NEW DELHI: The Supreme Court’s decision to discontinue the long-standing practice of oral mentioning, under the stewardship of the Chief Justice of India Justice Surya Kant, marks a subtle yet significant moment in India’s judicial evolution. While the reform may appear procedural on the surface, its deeper implications strike at the heart of institutional fairness, judicial discipline, and the gradual dismantling of informal privilege within the justice delivery system.
For decades, oral mentioning, where senior lawyers verbally requested urgent listing of matters in open court had become an entrenched feature of Supreme Court functioning. Though never formally codified, it evolved into a parallel access mechanism, often dependent on visibility, seniority, or proximity to power. In practice, this blurred the line between genuine urgency and perceived importance, inadvertently nurturing a culture where access sometimes mattered more than merit.

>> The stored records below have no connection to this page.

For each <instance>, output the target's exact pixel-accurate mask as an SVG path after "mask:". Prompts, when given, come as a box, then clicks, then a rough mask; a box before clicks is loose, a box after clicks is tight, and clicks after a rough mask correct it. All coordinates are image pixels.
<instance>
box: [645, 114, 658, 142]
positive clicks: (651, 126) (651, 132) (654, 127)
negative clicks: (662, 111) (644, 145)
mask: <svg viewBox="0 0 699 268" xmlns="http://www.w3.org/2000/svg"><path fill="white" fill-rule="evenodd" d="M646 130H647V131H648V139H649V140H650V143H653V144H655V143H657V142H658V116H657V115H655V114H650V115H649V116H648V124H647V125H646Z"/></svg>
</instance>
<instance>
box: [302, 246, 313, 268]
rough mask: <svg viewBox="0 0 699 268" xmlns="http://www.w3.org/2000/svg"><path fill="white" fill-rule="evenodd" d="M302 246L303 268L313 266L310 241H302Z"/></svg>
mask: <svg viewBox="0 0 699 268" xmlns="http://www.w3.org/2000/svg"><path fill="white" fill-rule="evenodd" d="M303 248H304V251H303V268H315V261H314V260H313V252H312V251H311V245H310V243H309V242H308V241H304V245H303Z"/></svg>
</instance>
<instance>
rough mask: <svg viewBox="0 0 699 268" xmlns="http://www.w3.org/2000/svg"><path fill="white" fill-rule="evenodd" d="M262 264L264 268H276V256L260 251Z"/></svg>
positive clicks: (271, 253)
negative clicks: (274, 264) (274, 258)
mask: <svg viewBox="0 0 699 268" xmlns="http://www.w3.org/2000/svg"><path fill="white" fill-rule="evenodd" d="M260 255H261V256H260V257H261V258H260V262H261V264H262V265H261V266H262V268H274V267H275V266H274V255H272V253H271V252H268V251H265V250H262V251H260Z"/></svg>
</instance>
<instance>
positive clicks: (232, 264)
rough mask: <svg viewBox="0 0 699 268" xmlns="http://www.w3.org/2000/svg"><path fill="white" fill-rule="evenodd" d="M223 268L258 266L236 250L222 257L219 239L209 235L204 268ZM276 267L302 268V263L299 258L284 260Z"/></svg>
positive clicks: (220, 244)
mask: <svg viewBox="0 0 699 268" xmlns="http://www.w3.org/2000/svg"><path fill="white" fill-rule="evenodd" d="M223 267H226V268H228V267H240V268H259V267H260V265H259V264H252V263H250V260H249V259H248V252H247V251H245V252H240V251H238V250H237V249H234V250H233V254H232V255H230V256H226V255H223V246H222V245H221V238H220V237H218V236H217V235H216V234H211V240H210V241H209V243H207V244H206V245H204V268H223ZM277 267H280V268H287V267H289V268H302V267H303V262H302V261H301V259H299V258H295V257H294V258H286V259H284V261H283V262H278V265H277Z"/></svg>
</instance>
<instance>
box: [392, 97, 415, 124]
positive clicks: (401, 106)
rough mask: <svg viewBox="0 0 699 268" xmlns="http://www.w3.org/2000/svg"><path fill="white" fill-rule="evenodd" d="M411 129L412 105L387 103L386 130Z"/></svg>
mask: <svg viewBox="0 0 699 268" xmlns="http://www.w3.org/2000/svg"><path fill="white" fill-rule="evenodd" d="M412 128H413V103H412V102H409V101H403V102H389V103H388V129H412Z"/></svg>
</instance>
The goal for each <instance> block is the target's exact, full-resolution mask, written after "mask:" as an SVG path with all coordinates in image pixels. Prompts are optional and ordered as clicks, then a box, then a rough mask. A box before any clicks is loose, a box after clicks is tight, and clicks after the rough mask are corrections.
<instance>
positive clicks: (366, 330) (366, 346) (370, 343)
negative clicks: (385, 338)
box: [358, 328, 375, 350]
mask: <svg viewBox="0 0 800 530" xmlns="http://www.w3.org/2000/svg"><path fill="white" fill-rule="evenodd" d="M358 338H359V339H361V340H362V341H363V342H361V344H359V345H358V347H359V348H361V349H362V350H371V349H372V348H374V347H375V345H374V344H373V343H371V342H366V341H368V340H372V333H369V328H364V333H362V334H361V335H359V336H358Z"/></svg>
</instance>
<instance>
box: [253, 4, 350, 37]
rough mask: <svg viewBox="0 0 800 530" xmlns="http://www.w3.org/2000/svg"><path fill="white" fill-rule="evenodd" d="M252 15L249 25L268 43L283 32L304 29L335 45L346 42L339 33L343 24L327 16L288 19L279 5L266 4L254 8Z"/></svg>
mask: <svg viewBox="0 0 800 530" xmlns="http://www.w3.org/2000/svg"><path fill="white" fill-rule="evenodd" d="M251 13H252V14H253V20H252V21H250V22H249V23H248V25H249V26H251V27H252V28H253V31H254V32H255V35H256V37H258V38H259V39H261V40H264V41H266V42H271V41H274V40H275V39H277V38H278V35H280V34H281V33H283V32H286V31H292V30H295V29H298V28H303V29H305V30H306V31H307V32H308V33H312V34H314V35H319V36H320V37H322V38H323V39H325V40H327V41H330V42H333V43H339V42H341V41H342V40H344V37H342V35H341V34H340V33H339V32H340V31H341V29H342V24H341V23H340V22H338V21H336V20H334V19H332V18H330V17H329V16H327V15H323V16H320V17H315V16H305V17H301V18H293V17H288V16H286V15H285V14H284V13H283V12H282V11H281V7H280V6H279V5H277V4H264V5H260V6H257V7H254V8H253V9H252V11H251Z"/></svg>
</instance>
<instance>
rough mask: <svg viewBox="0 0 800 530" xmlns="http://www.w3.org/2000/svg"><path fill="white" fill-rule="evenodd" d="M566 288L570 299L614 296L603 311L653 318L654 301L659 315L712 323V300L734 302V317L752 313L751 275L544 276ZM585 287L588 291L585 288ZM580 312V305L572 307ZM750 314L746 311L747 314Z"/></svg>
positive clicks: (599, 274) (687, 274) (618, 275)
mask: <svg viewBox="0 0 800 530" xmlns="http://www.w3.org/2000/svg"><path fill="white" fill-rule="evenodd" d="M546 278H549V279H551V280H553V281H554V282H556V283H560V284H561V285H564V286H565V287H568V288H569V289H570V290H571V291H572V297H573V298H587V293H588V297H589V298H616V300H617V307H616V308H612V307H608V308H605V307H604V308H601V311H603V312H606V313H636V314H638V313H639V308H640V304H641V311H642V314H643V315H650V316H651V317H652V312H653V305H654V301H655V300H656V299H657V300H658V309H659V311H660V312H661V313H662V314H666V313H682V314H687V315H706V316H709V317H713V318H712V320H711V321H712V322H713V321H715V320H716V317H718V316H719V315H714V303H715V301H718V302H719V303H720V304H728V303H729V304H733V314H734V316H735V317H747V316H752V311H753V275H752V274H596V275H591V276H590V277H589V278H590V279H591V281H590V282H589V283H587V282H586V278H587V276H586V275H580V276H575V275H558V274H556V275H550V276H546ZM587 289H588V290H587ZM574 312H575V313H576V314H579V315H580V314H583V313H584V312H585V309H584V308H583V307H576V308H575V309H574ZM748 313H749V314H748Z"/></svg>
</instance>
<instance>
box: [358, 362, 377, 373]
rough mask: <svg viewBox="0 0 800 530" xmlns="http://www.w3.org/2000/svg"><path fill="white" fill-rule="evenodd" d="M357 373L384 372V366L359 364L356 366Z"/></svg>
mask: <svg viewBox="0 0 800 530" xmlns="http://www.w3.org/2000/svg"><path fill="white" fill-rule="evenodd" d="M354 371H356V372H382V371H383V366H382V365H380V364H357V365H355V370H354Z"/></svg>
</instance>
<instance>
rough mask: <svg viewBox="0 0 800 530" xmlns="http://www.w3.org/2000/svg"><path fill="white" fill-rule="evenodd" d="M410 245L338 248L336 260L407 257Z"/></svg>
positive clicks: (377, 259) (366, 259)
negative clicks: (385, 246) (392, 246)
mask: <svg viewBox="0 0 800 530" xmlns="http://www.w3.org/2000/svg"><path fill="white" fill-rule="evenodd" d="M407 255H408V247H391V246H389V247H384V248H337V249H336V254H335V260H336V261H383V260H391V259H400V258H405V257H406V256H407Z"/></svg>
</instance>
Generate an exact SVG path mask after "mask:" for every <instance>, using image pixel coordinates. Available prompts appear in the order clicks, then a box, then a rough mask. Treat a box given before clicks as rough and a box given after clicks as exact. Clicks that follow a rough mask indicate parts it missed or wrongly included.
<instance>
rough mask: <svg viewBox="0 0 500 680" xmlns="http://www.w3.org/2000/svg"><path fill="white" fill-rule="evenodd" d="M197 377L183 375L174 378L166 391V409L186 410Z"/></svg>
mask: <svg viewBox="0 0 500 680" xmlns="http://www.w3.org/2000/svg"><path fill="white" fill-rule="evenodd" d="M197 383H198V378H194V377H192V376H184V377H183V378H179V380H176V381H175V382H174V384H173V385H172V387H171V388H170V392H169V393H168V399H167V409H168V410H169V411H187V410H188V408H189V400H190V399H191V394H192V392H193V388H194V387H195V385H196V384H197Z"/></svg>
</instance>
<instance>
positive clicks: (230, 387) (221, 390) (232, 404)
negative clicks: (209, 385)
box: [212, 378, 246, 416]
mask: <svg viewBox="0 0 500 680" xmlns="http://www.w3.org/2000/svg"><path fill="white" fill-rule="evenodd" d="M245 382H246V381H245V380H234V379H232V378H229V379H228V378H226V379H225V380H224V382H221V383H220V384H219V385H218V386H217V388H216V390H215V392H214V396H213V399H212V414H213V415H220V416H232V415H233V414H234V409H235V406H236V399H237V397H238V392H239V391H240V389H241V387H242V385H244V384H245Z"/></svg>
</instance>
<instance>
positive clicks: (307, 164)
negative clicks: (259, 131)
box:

Against this backdrop, the Chief Justice of India has clarified that the reform does not extinguish urgency-based access to the Court. Rather, it restructures it. Oral mentioning as a personalised, open-court practice has been stopped, but urgent mentioning continues through written submissions, assessed strictly on the basis of demonstrable urgency. This distinction is central to understanding the reform’s constitutional balance.
By shifting urgency requests to a written format, the Court has institutionalised objectivity. Written mentioning compels precision: the urgency must be articulated, substantiated, and justified. It curbs impulsive interruptions of court proceedings and ensures that judicial time is allocated through an orderly, transparent process. Importantly, it places all members of the Bar, senior or junior, well-connected or otherwise on an equal procedural footing.
This reform sends a clear normative signal: urgency will be heard, but privilege will not. In doing so, it quietly challenges the remnants of VIP culture that had seeped into courtroom practice. The Supreme Court, as a constitutional court, derives its moral authority not merely from its judgments but from the fairness of its processes. When access becomes structured and rule-based, public confidence in the institution is strengthened.
From a constitutional perspective, the move aligns with Article 14’s mandate of equality before the law. Procedural equality is an often-overlooked dimension of substantive justice. When urgency is filtered through uniform written standards rather than oral discretion, the system moves closer to neutral adjudication. It also resonates with modern principles of court management, where predictability and discipline are essential to handling ever-expanding dockets.
Critically, the reform does not impede access to justice. On the contrary, it refines it. Genuine emergencies matters involving liberty, irreparable harm, or constitutional urgency, remain fully capable of being listed expeditiously. What has changed is the elimination of performative urgency and the curtailment of informal hierarchies at the Bar.
The leadership shown by the Chief Justice in this regard reflects an understanding that institutional reform need not always be dramatic. Sometimes, quiet course corrections recalibrate culture more effectively than sweeping proclamations. By prioritising written urgency over oral privilege, the Supreme Court has reaffirmed that procedure is not a mere technicality, it is the architecture of justice itself.
In an era where public trust in institutions is closely scrutinised, this measured reform stands as a reminder that credibility is built not only through landmark judgments but through everyday fairness in process. The end of oral mentioning, coupled with a robust written urgency mechanism, is a step in that direction, modest in appearance, but profound in message.